Revision as of 13:36, 26 June 2024

The following problem is from both the 2023 AMC 10A #1 and 2023 AMC 12A #1, so both problems redirect to this page.

Problem 1

Cities $A$ and $B$ are $45$ miles apart. Alicia lives in $A$ and Beth lives in $B$. Alicia bikes towards $B$ at 18 miles per hour. Leaving at the same time, Beth bikes toward $A$ at 12 miles per hour. How many miles from City $A$ will they be when they meet? $\textbf{(A) }20\qquad\textbf{(B) }24\qquad\textbf{(C) }25\qquad\textbf{(D) }26\qquad\textbf{(E) }27$

Solution 1

This is a $d=st$ problem, so let $x$ be the time it takes to meet. We can write the following equation: \[12x+18x=45\] Solving gives us $x=1.5$. The $18x$ is Alicia so $18\times1.5=\boxed{\textbf{(E) 27}}$

~zhenghua

Solution 2

The relative speed of the two is $18+12=30$, so $\frac{3}{2}$ hours would be required to travel $45$ miles. $d=st$, so $x=18\cdot\frac{3}{2}=\boxed{\textbf{(E) 27}}$

~walmartbrian

Solution 3

Since $18$ mph is $\frac{3}{2}$ times $12$ mph, Alicia will travel $\frac{3}{2}$ times as far as Beth. If $x$ is the distance Beth travels, \[\frac{3}{2}x+x=45\] \[\frac{5}{2}x=45\] \[x=18\]Since this is the amount Beth traveled, the amount that Alicia traveled was \[45-18=\boxed{\textbf{(E) 27}}\]

~daniel luo

Solution 4

Alice and Barbara close in on each other at 30mph. Since they are 45 miles apart, they will meet in t = d/s = 45miles / 30mph = 3/2 hours. We can either calculate the distance Alice travels at 18mph or the distance Barbara travels at 12mph; since we want the distance from Alice, we go with the former. Alice (and Barbara) will meet in 1 1/2 hours at 18mph x 3/2 hours = 27 miles from A. $\boxed{\textbf{(E) 27}}$

~Dilip

Solution 5 (Under 20 seconds)

We know that Alice approaches Beth at $18$ mph and Beth approaches Alice at $12$ mph. If we consider that if Alice moves $18$ miles at the same time Beth moves $12$ miles —> $15$ miles left. Alice then moves $9$ more miles at the same time as Beth moves $6$ more miles.

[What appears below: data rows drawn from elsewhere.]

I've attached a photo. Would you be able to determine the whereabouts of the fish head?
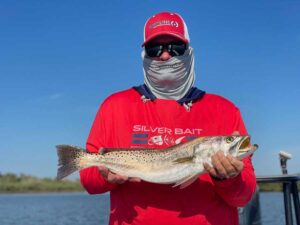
[221,135,258,159]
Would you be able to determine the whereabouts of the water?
[0,193,296,225]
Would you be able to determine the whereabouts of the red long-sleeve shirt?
[80,89,256,225]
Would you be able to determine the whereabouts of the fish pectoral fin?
[173,174,199,189]
[173,156,194,163]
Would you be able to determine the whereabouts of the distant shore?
[0,173,84,193]
[0,173,300,194]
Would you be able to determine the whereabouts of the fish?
[56,135,258,188]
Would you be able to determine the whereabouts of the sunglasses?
[145,42,187,57]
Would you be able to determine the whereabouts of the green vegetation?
[0,173,83,193]
[0,173,300,193]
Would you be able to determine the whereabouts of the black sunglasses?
[145,42,187,57]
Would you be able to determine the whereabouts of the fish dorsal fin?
[173,156,194,163]
[173,174,199,189]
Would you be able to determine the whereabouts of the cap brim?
[142,31,189,47]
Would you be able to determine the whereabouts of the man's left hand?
[204,151,244,179]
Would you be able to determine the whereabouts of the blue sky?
[0,0,300,177]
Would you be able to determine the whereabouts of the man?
[80,12,256,225]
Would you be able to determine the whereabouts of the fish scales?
[57,136,257,187]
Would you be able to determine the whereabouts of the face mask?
[142,47,195,100]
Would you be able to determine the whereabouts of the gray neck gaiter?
[142,47,195,100]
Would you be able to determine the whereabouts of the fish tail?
[56,145,86,180]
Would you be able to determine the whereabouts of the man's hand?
[203,151,244,179]
[203,131,244,179]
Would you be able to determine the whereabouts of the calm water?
[0,193,296,225]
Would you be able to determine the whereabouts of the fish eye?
[225,137,234,143]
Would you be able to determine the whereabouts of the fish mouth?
[238,136,258,153]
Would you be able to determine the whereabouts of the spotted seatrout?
[56,136,258,187]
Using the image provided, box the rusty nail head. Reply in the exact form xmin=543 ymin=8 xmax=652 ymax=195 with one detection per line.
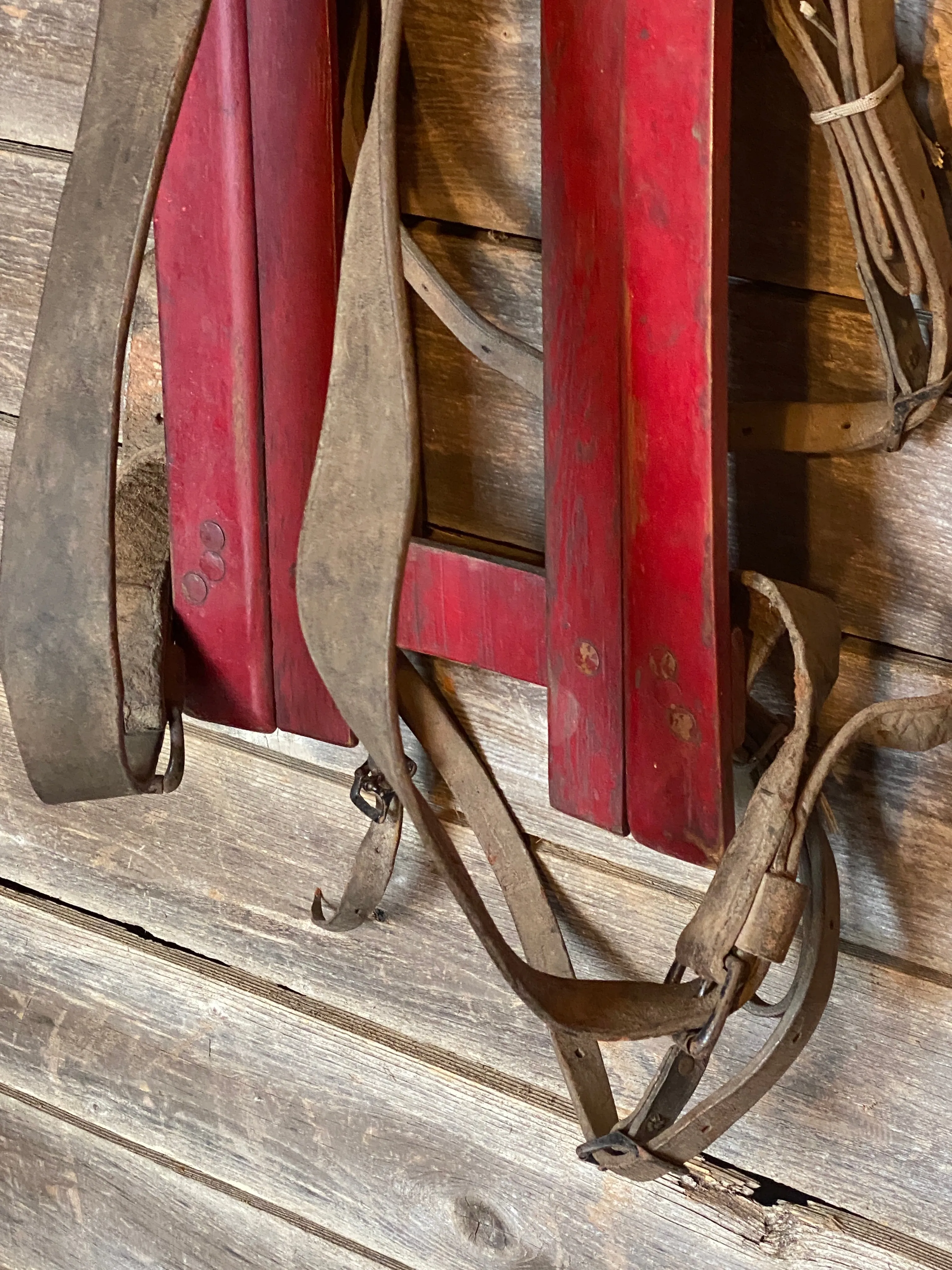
xmin=198 ymin=521 xmax=225 ymax=551
xmin=575 ymin=639 xmax=602 ymax=674
xmin=182 ymin=573 xmax=208 ymax=604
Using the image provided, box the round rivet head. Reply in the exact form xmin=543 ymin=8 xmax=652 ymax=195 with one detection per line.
xmin=198 ymin=551 xmax=225 ymax=582
xmin=575 ymin=639 xmax=602 ymax=674
xmin=198 ymin=521 xmax=225 ymax=551
xmin=182 ymin=573 xmax=208 ymax=604
xmin=668 ymin=706 xmax=701 ymax=744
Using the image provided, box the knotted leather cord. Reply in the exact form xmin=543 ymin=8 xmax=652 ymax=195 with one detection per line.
xmin=730 ymin=0 xmax=952 ymax=453
xmin=0 ymin=0 xmax=202 ymax=803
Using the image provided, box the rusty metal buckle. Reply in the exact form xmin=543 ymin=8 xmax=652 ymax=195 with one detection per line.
xmin=350 ymin=758 xmax=416 ymax=824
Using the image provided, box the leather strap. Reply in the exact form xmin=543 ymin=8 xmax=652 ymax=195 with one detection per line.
xmin=297 ymin=0 xmax=839 ymax=1167
xmin=730 ymin=0 xmax=952 ymax=453
xmin=0 ymin=0 xmax=208 ymax=803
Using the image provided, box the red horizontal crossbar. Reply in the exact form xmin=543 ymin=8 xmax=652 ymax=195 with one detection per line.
xmin=397 ymin=540 xmax=547 ymax=684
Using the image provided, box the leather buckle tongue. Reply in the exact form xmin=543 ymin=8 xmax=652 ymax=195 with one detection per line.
xmin=576 ymin=954 xmax=750 ymax=1176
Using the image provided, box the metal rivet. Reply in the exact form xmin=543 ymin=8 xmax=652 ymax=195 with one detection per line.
xmin=668 ymin=706 xmax=698 ymax=742
xmin=198 ymin=551 xmax=225 ymax=582
xmin=182 ymin=573 xmax=208 ymax=604
xmin=198 ymin=521 xmax=225 ymax=551
xmin=575 ymin=639 xmax=602 ymax=674
xmin=647 ymin=644 xmax=678 ymax=679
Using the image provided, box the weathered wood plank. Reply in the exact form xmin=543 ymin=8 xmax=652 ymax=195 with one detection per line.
xmin=0 ymin=1095 xmax=380 ymax=1270
xmin=0 ymin=0 xmax=541 ymax=237
xmin=412 ymin=225 xmax=545 ymax=551
xmin=0 ymin=898 xmax=949 ymax=1270
xmin=7 ymin=0 xmax=952 ymax=297
xmin=0 ymin=655 xmax=952 ymax=1242
xmin=11 ymin=151 xmax=952 ymax=607
xmin=0 ymin=0 xmax=99 ymax=150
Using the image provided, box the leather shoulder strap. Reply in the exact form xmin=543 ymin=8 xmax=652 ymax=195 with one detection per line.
xmin=0 ymin=0 xmax=208 ymax=803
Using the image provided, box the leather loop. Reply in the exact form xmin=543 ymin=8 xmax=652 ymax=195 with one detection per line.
xmin=751 ymin=0 xmax=952 ymax=453
xmin=0 ymin=0 xmax=208 ymax=803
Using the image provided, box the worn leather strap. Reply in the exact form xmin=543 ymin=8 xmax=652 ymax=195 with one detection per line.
xmin=0 ymin=0 xmax=208 ymax=803
xmin=579 ymin=821 xmax=839 ymax=1181
xmin=297 ymin=0 xmax=708 ymax=1039
xmin=297 ymin=0 xmax=843 ymax=1167
xmin=342 ymin=0 xmax=542 ymax=401
xmin=730 ymin=0 xmax=952 ymax=453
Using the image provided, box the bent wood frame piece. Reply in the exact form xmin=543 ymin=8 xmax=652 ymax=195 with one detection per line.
xmin=157 ymin=0 xmax=732 ymax=860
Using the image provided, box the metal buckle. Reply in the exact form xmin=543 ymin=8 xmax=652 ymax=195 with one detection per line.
xmin=350 ymin=758 xmax=416 ymax=824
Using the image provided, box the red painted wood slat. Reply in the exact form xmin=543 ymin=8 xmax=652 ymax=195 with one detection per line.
xmin=397 ymin=540 xmax=547 ymax=684
xmin=247 ymin=0 xmax=353 ymax=746
xmin=542 ymin=0 xmax=627 ymax=833
xmin=155 ymin=0 xmax=275 ymax=731
xmin=622 ymin=0 xmax=732 ymax=861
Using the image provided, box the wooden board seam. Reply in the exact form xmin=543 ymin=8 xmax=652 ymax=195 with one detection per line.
xmin=187 ymin=716 xmax=952 ymax=988
xmin=0 ymin=137 xmax=72 ymax=163
xmin=0 ymin=914 xmax=952 ymax=1270
xmin=0 ymin=1081 xmax=410 ymax=1270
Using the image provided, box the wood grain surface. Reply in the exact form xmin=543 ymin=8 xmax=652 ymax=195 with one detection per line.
xmin=0 ymin=898 xmax=943 ymax=1270
xmin=0 ymin=655 xmax=952 ymax=1243
xmin=0 ymin=0 xmax=952 ymax=1270
xmin=0 ymin=1091 xmax=383 ymax=1270
xmin=0 ymin=0 xmax=952 ymax=297
xmin=11 ymin=163 xmax=952 ymax=658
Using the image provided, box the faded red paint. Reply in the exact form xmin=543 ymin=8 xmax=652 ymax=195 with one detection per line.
xmin=542 ymin=0 xmax=627 ymax=833
xmin=622 ymin=0 xmax=734 ymax=861
xmin=397 ymin=541 xmax=546 ymax=683
xmin=155 ymin=0 xmax=275 ymax=731
xmin=247 ymin=0 xmax=353 ymax=746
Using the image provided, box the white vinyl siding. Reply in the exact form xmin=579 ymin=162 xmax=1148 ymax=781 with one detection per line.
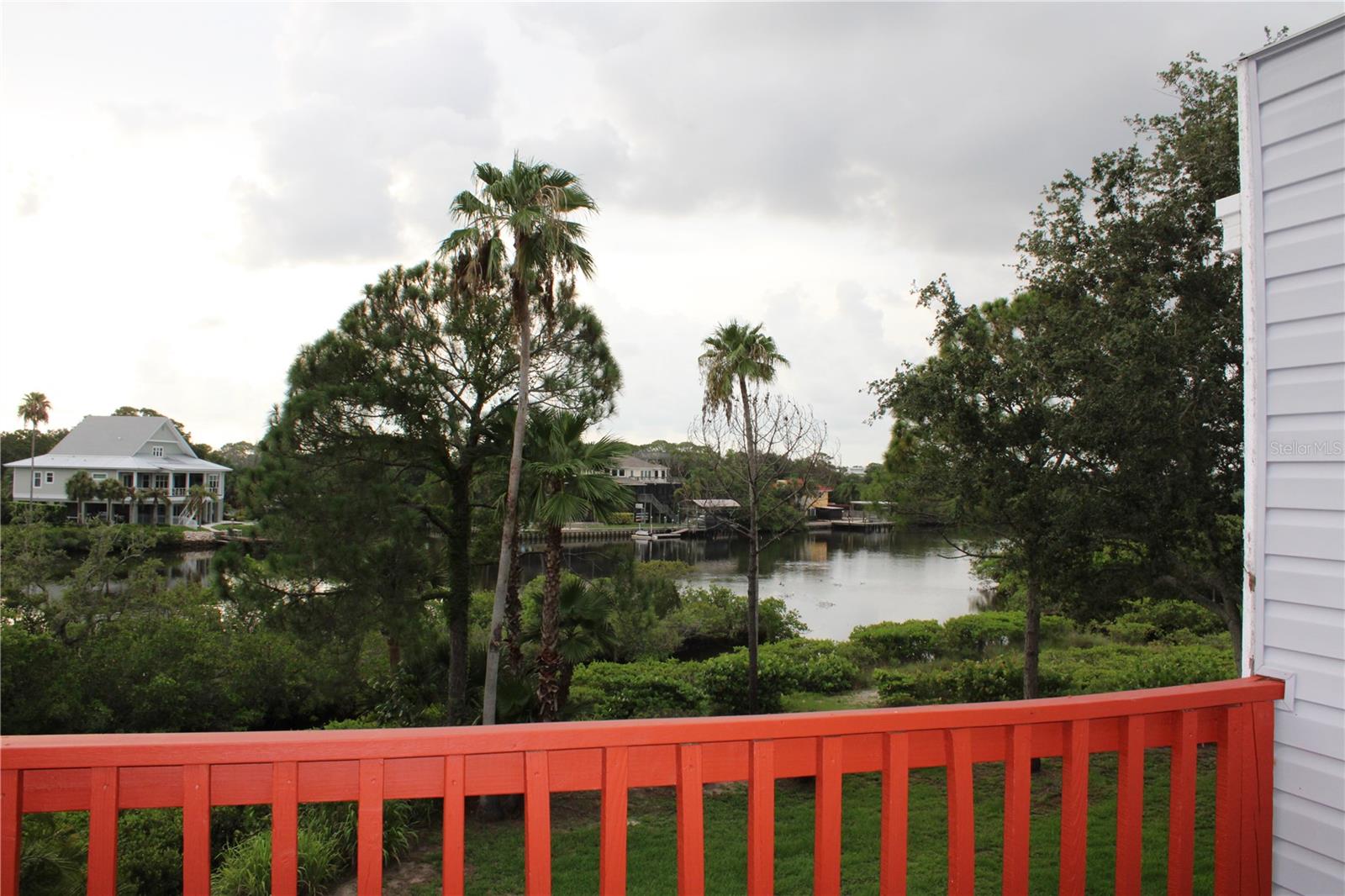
xmin=1240 ymin=18 xmax=1345 ymax=896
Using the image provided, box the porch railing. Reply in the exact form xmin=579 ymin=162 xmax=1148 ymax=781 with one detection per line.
xmin=0 ymin=678 xmax=1283 ymax=896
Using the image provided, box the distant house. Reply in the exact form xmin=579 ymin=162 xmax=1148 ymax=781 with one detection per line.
xmin=610 ymin=455 xmax=668 ymax=482
xmin=608 ymin=455 xmax=677 ymax=522
xmin=5 ymin=417 xmax=230 ymax=524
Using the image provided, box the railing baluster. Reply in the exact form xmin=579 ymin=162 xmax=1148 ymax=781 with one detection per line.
xmin=355 ymin=759 xmax=383 ymax=896
xmin=182 ymin=766 xmax=210 ymax=896
xmin=943 ymin=728 xmax=977 ymax=896
xmin=677 ymin=744 xmax=704 ymax=896
xmin=1168 ymin=710 xmax=1195 ymax=896
xmin=878 ymin=732 xmax=910 ymax=896
xmin=1060 ymin=719 xmax=1088 ymax=896
xmin=442 ymin=756 xmax=467 ymax=896
xmin=0 ymin=768 xmax=23 ymax=896
xmin=271 ymin=762 xmax=298 ymax=896
xmin=1215 ymin=704 xmax=1249 ymax=893
xmin=597 ymin=746 xmax=630 ymax=896
xmin=1000 ymin=725 xmax=1031 ymax=896
xmin=1242 ymin=703 xmax=1275 ymax=893
xmin=87 ymin=767 xmax=117 ymax=896
xmin=812 ymin=737 xmax=841 ymax=894
xmin=1116 ymin=716 xmax=1145 ymax=896
xmin=748 ymin=740 xmax=775 ymax=893
xmin=523 ymin=750 xmax=551 ymax=896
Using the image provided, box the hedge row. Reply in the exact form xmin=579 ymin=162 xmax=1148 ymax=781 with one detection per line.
xmin=569 ymin=638 xmax=859 ymax=719
xmin=850 ymin=609 xmax=1072 ymax=665
xmin=874 ymin=645 xmax=1237 ymax=706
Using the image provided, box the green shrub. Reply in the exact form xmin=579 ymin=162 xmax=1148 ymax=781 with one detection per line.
xmin=943 ymin=609 xmax=1073 ymax=656
xmin=668 ymin=585 xmax=809 ymax=646
xmin=850 ymin=619 xmax=943 ymax=663
xmin=688 ymin=647 xmax=799 ymax=714
xmin=760 ymin=638 xmax=859 ymax=694
xmin=873 ymin=667 xmax=947 ymax=706
xmin=569 ymin=661 xmax=704 ymax=719
xmin=1105 ymin=598 xmax=1226 ymax=645
xmin=874 ymin=645 xmax=1237 ymax=706
xmin=1042 ymin=645 xmax=1237 ymax=694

Alice has moved $27$ miles from point A at the same time that Beth has moved $18$ miles from point B, meaning that Alice and Beth meet $27$ miles from point A.

~uwusugardaddy14

Solution 6 (simple linear equations)

We know that Beth starts 45 miles away from City A, let’s create two equations: Alice-> $18t=d$ Beth-> $-12t+45=d$ [-12 is the slope; 45 is the y-intercept]

Solve the system:

$18t=-12t+45 30t=45 t=1.5$

So, $18(1.5)=$ $\boxed{\textbf{(E) 27}}$

Solution 7

Since Alicia and Beth's speeds are constant, they are directly proportional to their distances covered, so the ratio of their speeds is equal to the ratio of their covered distances. Since Alicia travels $\frac{18}{30} = \frac{3}{5}$ of their combined speed, she travels $\frac{3}{5}\cdot 45 = \boxed{\textbf{(E)}\ 27}$ of the total distance.

-Benedict T (countmath1)

Solution 8 (Generalization)

2023 AMC12B Q1 P1.png
2023AMC12B Q1 P2.png

Note that Alicia and Beth must have travelled 45 miles together in order for them to meet together. While travelling the 45 miles, Alicia came closer towards Beth and Beth came closer towards Alicia. Since Alicia is travelling faster than Beth, we know that they will meet slightly closer towards city B from the middle. Also, the distance remaining between Alicia and Beth as they bike toward each other is proportional to their combined velocity. The combined velocity is $18t + 12t = 30t$. The time it takes to travel 45 miles going at 30 miles per hour can be calculated using simple algebra.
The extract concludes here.